There are a couple of different ways to explore this question.  One thought experiment is to imagine a game in which there is no random component except in the the last possession of the game, which is completely random.  Intuitively, that seems much less random than reality, so it provides a lower bound on estimating the magnitude of the random component.  So how would that affect the final outcome?

On the last possession, the team with the ball can score 2 or 3 points (or even 4 points), or might turn the ball over leading to the other team scoring -- a potential swing of 6 or more points.  So in this case, if we could predict the deterministic component of the game perfectly, we'd still have an average error of 3+ points.

Of course, in reality the last possession isn't entirely random.  But more importantly, the first 120 possessions aren't entirely deterministic!  This suggests that the best performance we can hope for is going to be significantly worse than +/- 3 points.

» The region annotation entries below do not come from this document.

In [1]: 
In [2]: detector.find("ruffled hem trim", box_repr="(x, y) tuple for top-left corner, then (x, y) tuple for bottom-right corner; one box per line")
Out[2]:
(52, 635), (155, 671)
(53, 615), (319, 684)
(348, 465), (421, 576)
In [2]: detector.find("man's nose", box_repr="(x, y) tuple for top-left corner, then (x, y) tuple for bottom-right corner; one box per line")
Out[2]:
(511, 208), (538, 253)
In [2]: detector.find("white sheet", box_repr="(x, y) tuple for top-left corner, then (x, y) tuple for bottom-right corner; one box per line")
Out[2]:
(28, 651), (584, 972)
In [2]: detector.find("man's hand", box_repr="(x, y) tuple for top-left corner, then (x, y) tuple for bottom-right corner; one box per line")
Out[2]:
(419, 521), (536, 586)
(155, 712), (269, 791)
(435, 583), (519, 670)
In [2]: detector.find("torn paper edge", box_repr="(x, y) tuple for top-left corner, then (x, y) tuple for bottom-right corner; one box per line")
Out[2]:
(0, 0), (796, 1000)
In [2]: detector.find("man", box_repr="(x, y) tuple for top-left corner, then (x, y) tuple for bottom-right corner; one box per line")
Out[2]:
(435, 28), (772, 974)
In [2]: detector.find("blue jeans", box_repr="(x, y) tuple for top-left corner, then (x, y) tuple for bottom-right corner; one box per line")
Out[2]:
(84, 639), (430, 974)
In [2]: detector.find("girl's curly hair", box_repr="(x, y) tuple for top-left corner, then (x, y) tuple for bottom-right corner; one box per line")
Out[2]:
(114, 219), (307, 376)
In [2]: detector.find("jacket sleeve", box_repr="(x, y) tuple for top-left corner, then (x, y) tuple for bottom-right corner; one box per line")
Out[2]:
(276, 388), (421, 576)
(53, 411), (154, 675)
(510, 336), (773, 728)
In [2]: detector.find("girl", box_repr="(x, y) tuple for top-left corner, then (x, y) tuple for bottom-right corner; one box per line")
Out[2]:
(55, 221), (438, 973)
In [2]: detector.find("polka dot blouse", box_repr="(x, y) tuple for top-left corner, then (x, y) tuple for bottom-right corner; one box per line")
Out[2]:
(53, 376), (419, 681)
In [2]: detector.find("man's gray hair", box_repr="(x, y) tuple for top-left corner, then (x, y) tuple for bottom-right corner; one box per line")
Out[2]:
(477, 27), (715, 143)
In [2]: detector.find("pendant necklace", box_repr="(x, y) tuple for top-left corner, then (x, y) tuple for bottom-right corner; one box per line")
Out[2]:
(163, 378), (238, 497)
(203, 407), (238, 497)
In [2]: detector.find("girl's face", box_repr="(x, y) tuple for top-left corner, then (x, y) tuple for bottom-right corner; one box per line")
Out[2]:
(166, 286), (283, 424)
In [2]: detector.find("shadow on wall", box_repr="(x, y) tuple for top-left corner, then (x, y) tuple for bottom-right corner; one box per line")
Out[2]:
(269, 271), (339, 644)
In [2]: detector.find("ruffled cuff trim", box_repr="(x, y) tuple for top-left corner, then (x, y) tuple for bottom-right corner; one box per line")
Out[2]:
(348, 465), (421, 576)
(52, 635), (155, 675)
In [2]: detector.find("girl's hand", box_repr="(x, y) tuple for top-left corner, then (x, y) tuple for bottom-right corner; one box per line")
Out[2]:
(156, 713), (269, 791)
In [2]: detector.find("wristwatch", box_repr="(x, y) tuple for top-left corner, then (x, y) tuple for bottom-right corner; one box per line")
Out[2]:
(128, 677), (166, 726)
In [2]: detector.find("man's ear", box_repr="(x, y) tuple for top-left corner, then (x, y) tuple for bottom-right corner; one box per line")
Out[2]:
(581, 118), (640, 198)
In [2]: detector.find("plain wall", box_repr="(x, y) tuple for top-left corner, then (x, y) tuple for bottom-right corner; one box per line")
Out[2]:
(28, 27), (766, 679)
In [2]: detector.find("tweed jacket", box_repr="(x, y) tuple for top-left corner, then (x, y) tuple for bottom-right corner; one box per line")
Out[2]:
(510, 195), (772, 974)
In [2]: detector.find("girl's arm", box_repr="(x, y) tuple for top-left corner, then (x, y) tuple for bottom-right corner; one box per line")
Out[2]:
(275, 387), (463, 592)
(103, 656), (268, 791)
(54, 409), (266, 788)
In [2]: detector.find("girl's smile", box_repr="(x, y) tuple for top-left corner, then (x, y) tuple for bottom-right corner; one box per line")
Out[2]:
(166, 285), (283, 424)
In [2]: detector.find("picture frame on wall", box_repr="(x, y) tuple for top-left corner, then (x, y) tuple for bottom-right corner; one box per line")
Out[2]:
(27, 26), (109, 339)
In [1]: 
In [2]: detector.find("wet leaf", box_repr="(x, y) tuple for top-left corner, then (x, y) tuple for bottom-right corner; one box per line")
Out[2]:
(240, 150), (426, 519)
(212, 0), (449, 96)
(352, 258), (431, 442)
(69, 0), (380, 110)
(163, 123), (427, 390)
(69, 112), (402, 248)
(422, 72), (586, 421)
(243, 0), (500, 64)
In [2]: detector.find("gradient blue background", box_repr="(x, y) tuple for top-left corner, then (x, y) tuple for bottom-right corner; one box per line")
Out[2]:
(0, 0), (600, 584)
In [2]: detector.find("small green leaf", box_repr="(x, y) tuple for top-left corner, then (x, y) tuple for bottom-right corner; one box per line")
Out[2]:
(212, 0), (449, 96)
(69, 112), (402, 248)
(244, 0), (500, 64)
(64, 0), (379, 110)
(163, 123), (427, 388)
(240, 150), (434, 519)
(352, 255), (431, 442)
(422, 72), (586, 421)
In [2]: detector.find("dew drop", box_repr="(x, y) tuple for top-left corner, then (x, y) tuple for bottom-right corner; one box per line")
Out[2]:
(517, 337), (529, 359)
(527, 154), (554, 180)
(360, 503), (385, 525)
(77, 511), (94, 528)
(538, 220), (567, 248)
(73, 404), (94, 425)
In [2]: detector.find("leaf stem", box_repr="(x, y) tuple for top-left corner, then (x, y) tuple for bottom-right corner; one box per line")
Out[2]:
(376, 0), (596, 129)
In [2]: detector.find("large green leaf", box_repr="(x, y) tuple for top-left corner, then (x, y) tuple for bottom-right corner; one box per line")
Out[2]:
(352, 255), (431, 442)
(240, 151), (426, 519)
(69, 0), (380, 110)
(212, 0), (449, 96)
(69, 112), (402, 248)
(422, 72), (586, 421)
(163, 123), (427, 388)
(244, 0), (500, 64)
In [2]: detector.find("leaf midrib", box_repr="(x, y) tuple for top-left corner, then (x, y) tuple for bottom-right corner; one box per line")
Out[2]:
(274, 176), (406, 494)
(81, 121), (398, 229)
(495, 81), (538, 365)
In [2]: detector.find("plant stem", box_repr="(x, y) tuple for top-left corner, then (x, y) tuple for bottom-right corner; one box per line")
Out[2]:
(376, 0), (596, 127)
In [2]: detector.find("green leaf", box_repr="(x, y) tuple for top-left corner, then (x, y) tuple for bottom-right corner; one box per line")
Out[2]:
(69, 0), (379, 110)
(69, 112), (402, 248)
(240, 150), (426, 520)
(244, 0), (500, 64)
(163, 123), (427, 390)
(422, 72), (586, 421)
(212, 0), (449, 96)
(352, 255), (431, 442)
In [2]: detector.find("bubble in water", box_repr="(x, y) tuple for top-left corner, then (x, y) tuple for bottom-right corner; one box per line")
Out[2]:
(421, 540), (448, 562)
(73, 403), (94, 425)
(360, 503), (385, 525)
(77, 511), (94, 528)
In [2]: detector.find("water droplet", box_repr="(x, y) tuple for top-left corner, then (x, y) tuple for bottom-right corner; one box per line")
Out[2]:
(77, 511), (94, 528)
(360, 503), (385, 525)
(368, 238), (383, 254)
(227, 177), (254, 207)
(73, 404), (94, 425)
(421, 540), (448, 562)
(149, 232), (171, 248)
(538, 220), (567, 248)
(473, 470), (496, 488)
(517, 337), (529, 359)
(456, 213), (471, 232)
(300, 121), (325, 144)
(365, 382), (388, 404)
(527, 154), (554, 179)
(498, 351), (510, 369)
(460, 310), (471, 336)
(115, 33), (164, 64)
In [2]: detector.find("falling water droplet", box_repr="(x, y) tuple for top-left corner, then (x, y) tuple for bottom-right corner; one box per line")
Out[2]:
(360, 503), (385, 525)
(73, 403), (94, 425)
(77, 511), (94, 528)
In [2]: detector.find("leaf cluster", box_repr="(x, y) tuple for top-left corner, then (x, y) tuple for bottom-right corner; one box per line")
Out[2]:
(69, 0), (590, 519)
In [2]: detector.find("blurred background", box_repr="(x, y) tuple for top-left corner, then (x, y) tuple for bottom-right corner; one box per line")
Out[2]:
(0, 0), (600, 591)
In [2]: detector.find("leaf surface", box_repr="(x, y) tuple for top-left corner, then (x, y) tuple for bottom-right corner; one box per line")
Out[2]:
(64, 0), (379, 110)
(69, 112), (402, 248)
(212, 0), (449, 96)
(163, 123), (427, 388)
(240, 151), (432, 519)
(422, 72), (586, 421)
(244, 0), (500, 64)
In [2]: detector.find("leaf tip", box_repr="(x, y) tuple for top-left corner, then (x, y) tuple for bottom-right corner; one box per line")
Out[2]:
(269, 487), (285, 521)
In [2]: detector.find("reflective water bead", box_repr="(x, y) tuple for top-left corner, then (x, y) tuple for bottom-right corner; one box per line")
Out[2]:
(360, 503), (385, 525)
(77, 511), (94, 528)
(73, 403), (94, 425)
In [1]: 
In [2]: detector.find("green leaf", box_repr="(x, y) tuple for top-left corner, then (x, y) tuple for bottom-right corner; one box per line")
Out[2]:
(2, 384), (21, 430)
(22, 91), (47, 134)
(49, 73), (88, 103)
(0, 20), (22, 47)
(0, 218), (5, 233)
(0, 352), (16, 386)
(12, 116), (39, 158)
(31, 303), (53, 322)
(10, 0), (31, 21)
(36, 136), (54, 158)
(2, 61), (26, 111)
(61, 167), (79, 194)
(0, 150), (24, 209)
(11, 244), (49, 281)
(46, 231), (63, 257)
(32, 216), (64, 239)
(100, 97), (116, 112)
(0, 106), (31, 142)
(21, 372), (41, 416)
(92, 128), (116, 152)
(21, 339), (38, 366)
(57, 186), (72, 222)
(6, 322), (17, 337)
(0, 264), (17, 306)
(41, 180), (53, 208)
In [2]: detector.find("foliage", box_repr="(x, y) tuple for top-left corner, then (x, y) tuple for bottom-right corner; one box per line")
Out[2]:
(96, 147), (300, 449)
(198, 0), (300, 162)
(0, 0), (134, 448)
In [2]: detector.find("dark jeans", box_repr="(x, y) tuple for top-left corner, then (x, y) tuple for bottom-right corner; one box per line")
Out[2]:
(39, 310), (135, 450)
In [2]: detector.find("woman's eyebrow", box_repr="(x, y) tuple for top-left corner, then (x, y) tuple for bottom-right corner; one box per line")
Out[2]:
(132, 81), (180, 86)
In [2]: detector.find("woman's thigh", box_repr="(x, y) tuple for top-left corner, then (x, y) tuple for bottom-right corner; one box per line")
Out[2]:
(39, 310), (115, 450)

Another method to gain insight into this question is to look at repeat matchups of teams. Home and home conference matchups along with conference tournament matchups provide a lot of data that can be used to estimate the variability in college basketball games.  For example, in the course of a month in 2011, Duke and UNC played home-and-home and an ACC tournament game with the following results (margin from Duke's perspective):

Result
@Duke        +6
@UNC     -14
@Neutral     +17

This shows an enormous amount of variability.  Of course, there's a systemic bias in these numbers -- the home court advantage.  Sagarin estimates that at about 4 points for 2011.  If we factor that out, the results are:

Result
@Duke         +2
@UNC      -10
@Neutral      +17

which still suggests double-digit variability in game outcomes. Looking at all the home-and-home matchups for a season, [Sokol 2006] found that a team had to win by 21 points at home to have an even chance to win on the road.  Part of that margin is due to home court advantage, but since most estimates of HCA are in the 4 point range, the rest of the margin is probably required to "overcome" significant variability.

These sorts of analysis suggest that the random component in game outcomes is at least +/- 8 points.  So what does that say about trying to predict the outcomes of college basketball games?

Looking at 185 tournament games from 2009 & 2010 (both NCAA and NIT), the average margin of victory was about 11 points.  40% of the games were decided by 8 points or less.  If we look at just our first performance metric (picking the correct winnger), we need only get the outcome correct (not the final margin).  A predictor that accounts perfectly for everything except (say) 8 points of variability would get 60% of the predictions correct along with some portion (say 65%) of the remaining 40% -- for a final performance of ~85%.

In reality, of course, our predictor won't be perfect on the deterministic component of games, either.  Taken all together, this suggests that a realistic upper limit for picking the correct winner of a game is in the 70-80% range.  Since [Sokol 2006] showed that RPI and other schemes are already predicting in the lower part of this range, our progress is likely to be very incremental.  Improvements of 1% will be significant progress!

On our other performance metric (predicting the MOV) the story may be better, but that's an analysis for another day.